Pesquisa aponta relação entre câncer e consumo de álcool

Divulgação / CTCAN
Divulgação / CTCAN

Cerca de 740 mil, ou seja, 4% de todos os novos casos de câncer em 2020 estão ligados ao consumo de álcool. Isso é o que mostra estimativa divulgada pela Agência Internacional de Pesquisa em Câncer (Iarc – na sigla em inglês), publicada na revista The Lancet Oncology no mês de julho. Os resultados da pesquisa destacam a necessidade de políticas e intervenções eficazes e urgentes para aumentar a conscientização sobre os riscos de câncer associados ao consumo de álcool.

Dos mais de 740 mil novos casos de câncer apontados pelo estudo, a maioria dos diagnósticos foram em homens, quase 570 mil, e cerca de 170 mil em mulheres. No Brasil, foram estimados 20,5 mil casos de câncer ligados ao álcool. “Essa pesquisa alerta para o uso de bebidas alcoólicas, um hábito disseminado e socialmente aceito no mundo todo, principalmente entre homens e crescente entre mulheres e jovens”, comenta o oncologista do Centro de Tratamento do Câncer (CTCAN), Dr.
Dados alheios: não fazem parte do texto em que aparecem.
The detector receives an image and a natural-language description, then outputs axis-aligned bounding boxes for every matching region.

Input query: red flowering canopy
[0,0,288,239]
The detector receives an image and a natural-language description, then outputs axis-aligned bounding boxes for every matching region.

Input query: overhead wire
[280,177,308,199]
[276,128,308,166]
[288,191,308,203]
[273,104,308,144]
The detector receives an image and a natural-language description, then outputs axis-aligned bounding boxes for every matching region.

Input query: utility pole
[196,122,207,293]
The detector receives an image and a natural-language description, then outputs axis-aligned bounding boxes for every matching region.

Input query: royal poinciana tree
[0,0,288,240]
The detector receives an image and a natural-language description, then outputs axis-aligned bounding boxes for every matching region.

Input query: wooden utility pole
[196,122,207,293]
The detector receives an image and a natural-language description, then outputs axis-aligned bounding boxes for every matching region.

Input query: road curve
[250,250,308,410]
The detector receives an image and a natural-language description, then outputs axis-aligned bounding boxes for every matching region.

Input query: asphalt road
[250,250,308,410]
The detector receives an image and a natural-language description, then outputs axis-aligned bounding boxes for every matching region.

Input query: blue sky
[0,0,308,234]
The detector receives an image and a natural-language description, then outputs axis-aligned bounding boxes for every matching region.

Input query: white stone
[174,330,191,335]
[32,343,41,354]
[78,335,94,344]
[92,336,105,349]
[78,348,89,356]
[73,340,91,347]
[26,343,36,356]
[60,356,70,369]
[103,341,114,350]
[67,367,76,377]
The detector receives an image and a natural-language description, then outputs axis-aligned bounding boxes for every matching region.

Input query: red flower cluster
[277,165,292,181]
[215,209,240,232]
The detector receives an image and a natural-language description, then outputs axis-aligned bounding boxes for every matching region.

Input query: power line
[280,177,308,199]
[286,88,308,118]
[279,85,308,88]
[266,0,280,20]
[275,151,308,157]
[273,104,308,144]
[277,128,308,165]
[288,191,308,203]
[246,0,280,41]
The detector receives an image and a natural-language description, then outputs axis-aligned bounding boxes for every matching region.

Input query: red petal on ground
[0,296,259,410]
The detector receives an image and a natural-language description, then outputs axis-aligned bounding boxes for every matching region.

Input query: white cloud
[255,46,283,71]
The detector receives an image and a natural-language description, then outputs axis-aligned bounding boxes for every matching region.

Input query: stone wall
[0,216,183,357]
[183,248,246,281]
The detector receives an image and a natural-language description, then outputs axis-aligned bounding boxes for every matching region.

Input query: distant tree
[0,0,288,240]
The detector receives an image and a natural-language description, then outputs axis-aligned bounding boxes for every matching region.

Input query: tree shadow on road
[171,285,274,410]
Alvaro Machado, membro do Conselho Consultivo da Sociedade Brasileira de Oncologia Clínica (SBOC).

Não há dose segura

Os dados, segundo a IARC, indicam que os padrões de consumo excessivo e arriscado (mais de duas doses de bebidas alcoólicas por dia) representam a maior carga de câncer (86% do total de casos atribuíveis ao álcool). No entanto, o consumo de álcool leve a moderado (até duas doses de bebidas alcoólicas por dia) representou um em cada sete casos e foi responsável por mais de 100 mil novos casos de câncer em todo o mundo. “Não existe dose segura de álcool. Evitar, diminuir é a recomendação para todos. O álcool não está apenas relacionado ao câncer e risco de morte por câncer. Esta droga é responsável por 6% de todas as mortes no mundo, mais de 3 milhões de óbitos anuais. O álcool tem íntima relação com a violência interpessoal e no trânsito, além de várias outras doenças crônicas como hipertensão, diabetes, doenças mentais e outras”, observa o oncologista.
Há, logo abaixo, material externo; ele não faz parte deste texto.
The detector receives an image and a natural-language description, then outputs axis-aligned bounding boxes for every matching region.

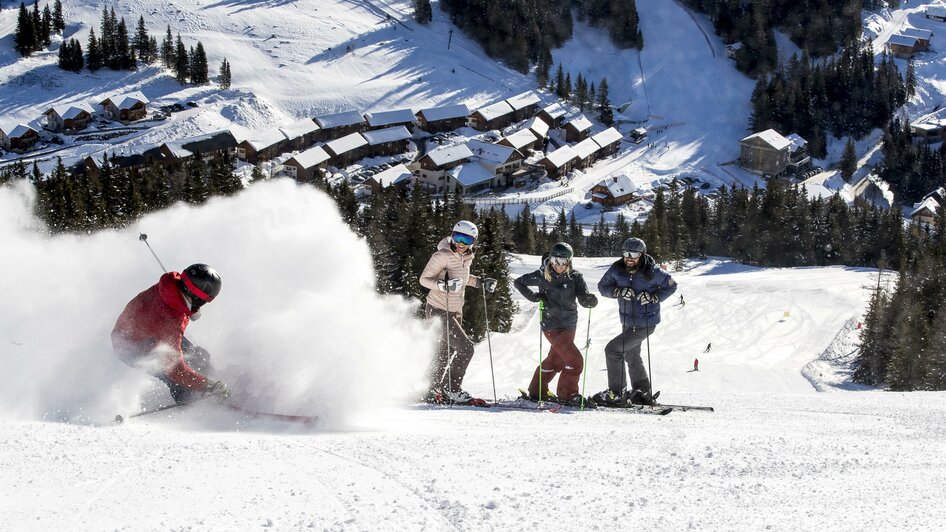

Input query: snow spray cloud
[0,180,436,424]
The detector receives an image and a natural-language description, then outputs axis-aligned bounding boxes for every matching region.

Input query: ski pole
[539,299,545,404]
[581,307,591,410]
[138,233,168,273]
[483,285,499,404]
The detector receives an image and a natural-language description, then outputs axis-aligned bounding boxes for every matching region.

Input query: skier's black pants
[604,325,657,394]
[424,304,473,392]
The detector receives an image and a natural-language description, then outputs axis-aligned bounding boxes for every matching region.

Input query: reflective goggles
[453,233,476,246]
[549,257,572,266]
Principais tipos de câncer apontados na pesquisa

Os cânceres atribuídos ao consumo de álcool na pesquisa foram o de boca, faringe, laringe, esôfago, colorretal, fígado e mama. “Se trazermos os cânceres listados na pesquisa para o cenário brasileiro, temos pelo menos três cânceres com importância epidemiológica imensa. Mama é o principal câncer da mulher, são cerca de 60 mil diagnósticos a cada ano. O câncer colorretal é o segundo câncer feminino no RS e o terceiro no Brasil e o terceiro câncer masculino, com cerca de 41 mil diagnósticos por ano. Se considerarmos boca, laringe e faringe juntos, são mais muitos milhares de diagnósticos anuais”, enfatiza Machado.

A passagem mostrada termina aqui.